Pop müziğin gün geçtikçe yükselen isimlerinden Gökhan Türkmen, bu senenin başında yayınladığı ikinci albümü "Biraz Ayrılık" ile müzik dünyasındaki yerini sağlamlaştırdı. "Biraz Ayrılık" ve "Rüya" şarkılarıyla öne çıkan albümüyle müzikseverlerin dikkatini çeken genç şarkıcı, internette yayılarak, kendisine profesyonel müzik dünyasının kapılarını şarkılarının oluşum sürecinden bu yana müzikle ilgili merak ettiğimiz her şeyi yanıtladı.
İlk albüm "Büyük İnsan"dan bu yana hayatınızda neler değişti?

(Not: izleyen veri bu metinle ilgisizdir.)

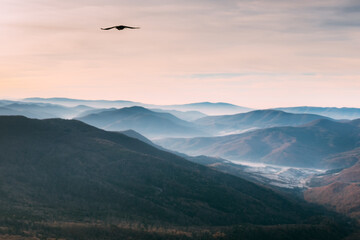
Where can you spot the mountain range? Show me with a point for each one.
(316, 144)
(231, 124)
(331, 112)
(41, 110)
(69, 171)
(149, 123)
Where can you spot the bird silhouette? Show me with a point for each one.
(120, 27)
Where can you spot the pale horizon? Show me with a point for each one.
(256, 54)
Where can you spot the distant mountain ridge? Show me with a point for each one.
(332, 112)
(313, 145)
(147, 122)
(229, 124)
(207, 108)
(41, 110)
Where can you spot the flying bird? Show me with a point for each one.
(119, 27)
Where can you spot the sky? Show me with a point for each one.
(253, 53)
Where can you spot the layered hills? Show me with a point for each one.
(41, 110)
(332, 112)
(149, 123)
(253, 120)
(65, 170)
(316, 144)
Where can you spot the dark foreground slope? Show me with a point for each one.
(66, 171)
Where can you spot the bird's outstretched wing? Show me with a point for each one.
(131, 27)
(108, 28)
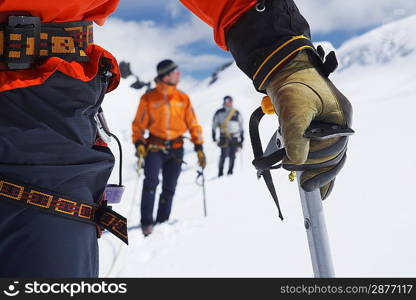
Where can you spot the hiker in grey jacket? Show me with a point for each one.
(230, 123)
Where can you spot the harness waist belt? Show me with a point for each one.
(24, 40)
(53, 203)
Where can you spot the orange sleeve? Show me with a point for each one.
(63, 10)
(219, 14)
(194, 127)
(141, 121)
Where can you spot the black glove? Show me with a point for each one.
(214, 138)
(299, 99)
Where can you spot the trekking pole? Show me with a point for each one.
(314, 221)
(201, 174)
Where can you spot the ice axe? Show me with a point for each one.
(314, 219)
(200, 174)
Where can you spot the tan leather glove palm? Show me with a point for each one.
(300, 95)
(141, 151)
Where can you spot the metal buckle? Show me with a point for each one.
(23, 25)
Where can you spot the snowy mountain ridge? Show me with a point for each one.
(381, 45)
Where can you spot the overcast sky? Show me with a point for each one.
(174, 32)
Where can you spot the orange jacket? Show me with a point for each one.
(167, 113)
(219, 14)
(60, 11)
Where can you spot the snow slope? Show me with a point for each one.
(370, 215)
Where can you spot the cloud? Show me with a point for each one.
(146, 43)
(325, 16)
(151, 7)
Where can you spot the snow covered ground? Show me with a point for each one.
(370, 215)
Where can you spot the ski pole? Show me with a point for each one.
(314, 221)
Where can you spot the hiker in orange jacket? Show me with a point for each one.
(52, 172)
(166, 113)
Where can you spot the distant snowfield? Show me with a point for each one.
(370, 215)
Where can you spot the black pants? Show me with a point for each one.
(170, 163)
(228, 149)
(47, 135)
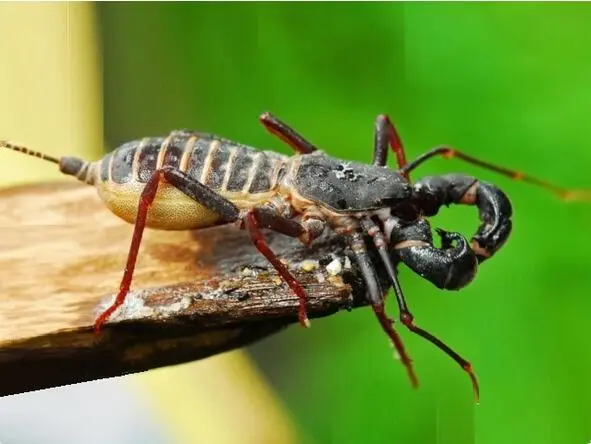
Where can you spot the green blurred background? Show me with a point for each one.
(508, 82)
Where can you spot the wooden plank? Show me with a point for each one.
(195, 294)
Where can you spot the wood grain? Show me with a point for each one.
(195, 294)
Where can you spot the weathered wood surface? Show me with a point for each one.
(61, 259)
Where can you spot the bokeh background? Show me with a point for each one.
(509, 82)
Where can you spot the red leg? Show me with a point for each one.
(146, 200)
(286, 134)
(386, 134)
(386, 324)
(227, 211)
(261, 245)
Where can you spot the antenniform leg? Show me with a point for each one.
(493, 205)
(204, 195)
(376, 298)
(265, 218)
(444, 268)
(385, 134)
(286, 133)
(449, 153)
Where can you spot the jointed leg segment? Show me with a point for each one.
(228, 212)
(376, 298)
(192, 188)
(449, 153)
(385, 134)
(406, 316)
(286, 133)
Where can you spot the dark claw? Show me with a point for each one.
(450, 268)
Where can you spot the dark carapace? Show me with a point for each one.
(190, 180)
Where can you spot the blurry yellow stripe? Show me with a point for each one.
(50, 86)
(222, 400)
(50, 90)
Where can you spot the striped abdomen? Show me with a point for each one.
(241, 174)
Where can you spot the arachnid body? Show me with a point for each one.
(191, 180)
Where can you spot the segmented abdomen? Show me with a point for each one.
(223, 165)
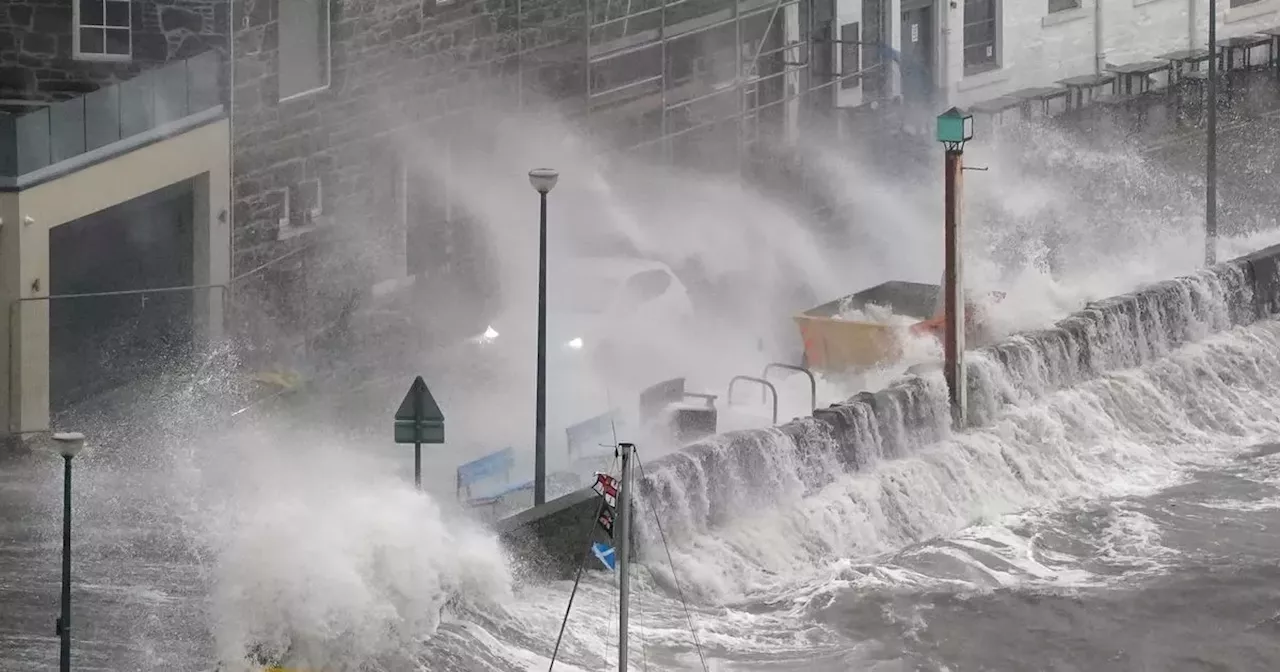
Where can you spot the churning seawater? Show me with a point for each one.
(1128, 522)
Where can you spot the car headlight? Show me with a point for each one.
(489, 336)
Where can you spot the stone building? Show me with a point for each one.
(316, 99)
(114, 196)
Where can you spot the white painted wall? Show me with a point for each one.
(1038, 49)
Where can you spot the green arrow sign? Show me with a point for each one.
(419, 419)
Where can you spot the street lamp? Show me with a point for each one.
(1211, 144)
(69, 444)
(955, 128)
(543, 179)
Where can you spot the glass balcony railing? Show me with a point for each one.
(65, 129)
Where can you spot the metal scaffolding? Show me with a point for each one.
(784, 58)
(647, 73)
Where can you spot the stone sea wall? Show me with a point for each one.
(713, 480)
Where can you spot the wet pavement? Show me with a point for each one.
(138, 597)
(137, 592)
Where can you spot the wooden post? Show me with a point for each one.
(952, 289)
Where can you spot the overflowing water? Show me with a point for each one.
(1089, 493)
(1120, 457)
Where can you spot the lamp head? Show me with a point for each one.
(69, 443)
(955, 128)
(543, 179)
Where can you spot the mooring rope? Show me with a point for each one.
(675, 579)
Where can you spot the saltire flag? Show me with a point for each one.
(606, 485)
(606, 520)
(604, 553)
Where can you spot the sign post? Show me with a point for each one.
(419, 420)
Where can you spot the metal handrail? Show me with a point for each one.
(762, 382)
(813, 383)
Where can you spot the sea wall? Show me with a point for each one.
(718, 478)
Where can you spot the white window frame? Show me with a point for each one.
(325, 51)
(997, 62)
(92, 55)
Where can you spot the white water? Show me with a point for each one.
(348, 560)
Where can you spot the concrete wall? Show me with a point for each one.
(1038, 49)
(714, 480)
(28, 215)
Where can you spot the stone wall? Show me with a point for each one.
(402, 74)
(712, 481)
(36, 45)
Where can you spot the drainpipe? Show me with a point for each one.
(1191, 22)
(1098, 40)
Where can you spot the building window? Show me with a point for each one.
(850, 51)
(981, 27)
(304, 55)
(103, 30)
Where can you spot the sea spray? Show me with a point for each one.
(712, 481)
(325, 560)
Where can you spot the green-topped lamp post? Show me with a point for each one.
(955, 128)
(69, 444)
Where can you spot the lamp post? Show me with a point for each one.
(1211, 144)
(543, 181)
(69, 444)
(955, 128)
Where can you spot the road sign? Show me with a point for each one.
(419, 419)
(485, 467)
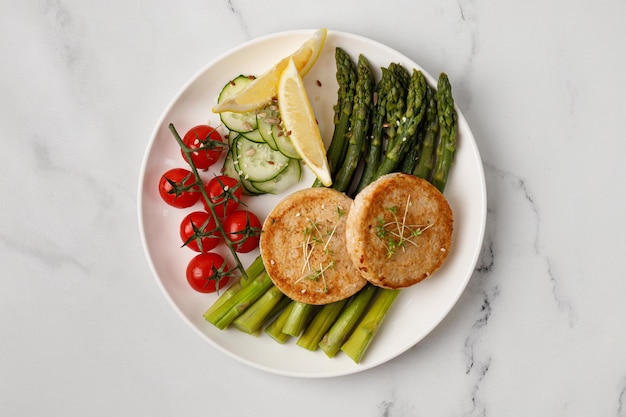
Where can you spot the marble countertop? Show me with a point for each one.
(539, 330)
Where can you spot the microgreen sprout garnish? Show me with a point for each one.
(395, 234)
(317, 239)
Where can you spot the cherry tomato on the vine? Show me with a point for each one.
(198, 231)
(177, 188)
(243, 228)
(209, 144)
(225, 193)
(207, 272)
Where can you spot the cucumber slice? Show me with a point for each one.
(239, 122)
(229, 170)
(284, 145)
(254, 136)
(257, 161)
(286, 179)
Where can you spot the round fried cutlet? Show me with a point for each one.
(303, 246)
(399, 230)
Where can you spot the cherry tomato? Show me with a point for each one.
(225, 192)
(210, 142)
(199, 229)
(207, 272)
(243, 228)
(177, 188)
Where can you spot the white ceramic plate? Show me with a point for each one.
(417, 310)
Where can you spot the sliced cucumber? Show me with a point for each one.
(230, 170)
(286, 179)
(239, 122)
(254, 135)
(284, 145)
(257, 161)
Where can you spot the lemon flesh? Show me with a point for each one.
(300, 124)
(265, 87)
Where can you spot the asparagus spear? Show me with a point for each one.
(320, 324)
(378, 116)
(275, 328)
(251, 320)
(298, 318)
(447, 128)
(346, 78)
(409, 161)
(408, 125)
(254, 270)
(359, 125)
(426, 159)
(222, 316)
(363, 335)
(361, 338)
(340, 330)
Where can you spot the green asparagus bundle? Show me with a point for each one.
(347, 79)
(359, 128)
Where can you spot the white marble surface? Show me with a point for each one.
(540, 329)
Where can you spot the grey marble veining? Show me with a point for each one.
(540, 328)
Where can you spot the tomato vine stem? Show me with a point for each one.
(187, 152)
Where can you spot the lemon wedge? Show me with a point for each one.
(299, 122)
(264, 88)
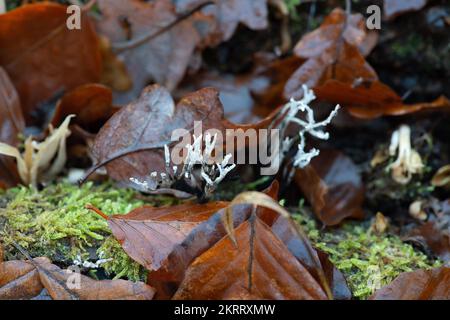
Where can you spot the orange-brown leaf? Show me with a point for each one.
(49, 57)
(431, 284)
(25, 280)
(333, 186)
(149, 234)
(260, 267)
(12, 124)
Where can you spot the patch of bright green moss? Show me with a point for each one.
(54, 223)
(367, 260)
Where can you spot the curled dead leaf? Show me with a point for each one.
(42, 160)
(12, 124)
(26, 280)
(260, 267)
(149, 234)
(49, 57)
(442, 177)
(433, 284)
(333, 186)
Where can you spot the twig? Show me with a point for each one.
(127, 45)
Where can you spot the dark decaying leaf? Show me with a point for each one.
(372, 99)
(394, 8)
(130, 25)
(260, 267)
(333, 186)
(11, 125)
(91, 103)
(434, 235)
(335, 279)
(49, 58)
(229, 13)
(167, 279)
(337, 71)
(26, 280)
(333, 51)
(131, 143)
(149, 234)
(433, 284)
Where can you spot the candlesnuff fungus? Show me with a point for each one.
(408, 160)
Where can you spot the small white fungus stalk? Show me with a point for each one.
(212, 173)
(307, 126)
(408, 161)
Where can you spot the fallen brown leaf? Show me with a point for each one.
(130, 25)
(26, 280)
(431, 284)
(334, 278)
(149, 234)
(368, 100)
(333, 51)
(394, 8)
(131, 143)
(49, 58)
(12, 124)
(259, 267)
(333, 186)
(91, 103)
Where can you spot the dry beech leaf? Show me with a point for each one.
(162, 59)
(114, 73)
(167, 279)
(394, 8)
(334, 278)
(260, 267)
(442, 177)
(12, 124)
(49, 57)
(434, 235)
(372, 99)
(131, 143)
(433, 284)
(149, 234)
(26, 280)
(229, 13)
(333, 51)
(40, 161)
(333, 186)
(201, 238)
(91, 103)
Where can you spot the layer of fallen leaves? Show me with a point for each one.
(49, 58)
(333, 186)
(40, 279)
(131, 143)
(227, 251)
(431, 284)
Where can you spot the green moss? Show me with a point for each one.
(53, 222)
(367, 260)
(120, 265)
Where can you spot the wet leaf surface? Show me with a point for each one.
(431, 284)
(129, 26)
(149, 234)
(394, 8)
(49, 58)
(262, 268)
(333, 186)
(131, 143)
(26, 280)
(12, 124)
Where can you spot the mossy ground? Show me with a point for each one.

Aslında çok fazla bir şey değişmedi. Sadece sevenlerimize daha çok vakit ayırmaya çalışıyoruz. Daha çok üretmeye çalışıyorum. Sorumluluklarım arttı. Hayat standartları olarak çok fazla bir şeyim değişmedi. Hayatıma devam ediyorum. Sadece biraz daha kendime özen göstermeye çalışıyorum. Üstüme başıma daha çok dikkat ediyorum. Sevenlerime hoş gözükmek için, hem göze hem de kulağa hitap etmek için elimden geleni yapıyorum.
İnternette dolaşan "Büyük İnsan" ve "Dön" şarkıları ile sizi tanıdık. İnternet yolu ile dinleyicilerin beğenisini kazanmanın ne gibi avantaj ve dezavantajlarını yaşadınız?
Çok avantajını yaşadım tabii ki. 2006 yılında kuzenim Serkan Söylemez "Büyük İnsan"ı internete yaymıştı. Şarkı çok sevildi, inanılmaz bir ilgi gördü. Yaklaşık iki sene boyunca birçok şarkım internette dolaşmaya başladı.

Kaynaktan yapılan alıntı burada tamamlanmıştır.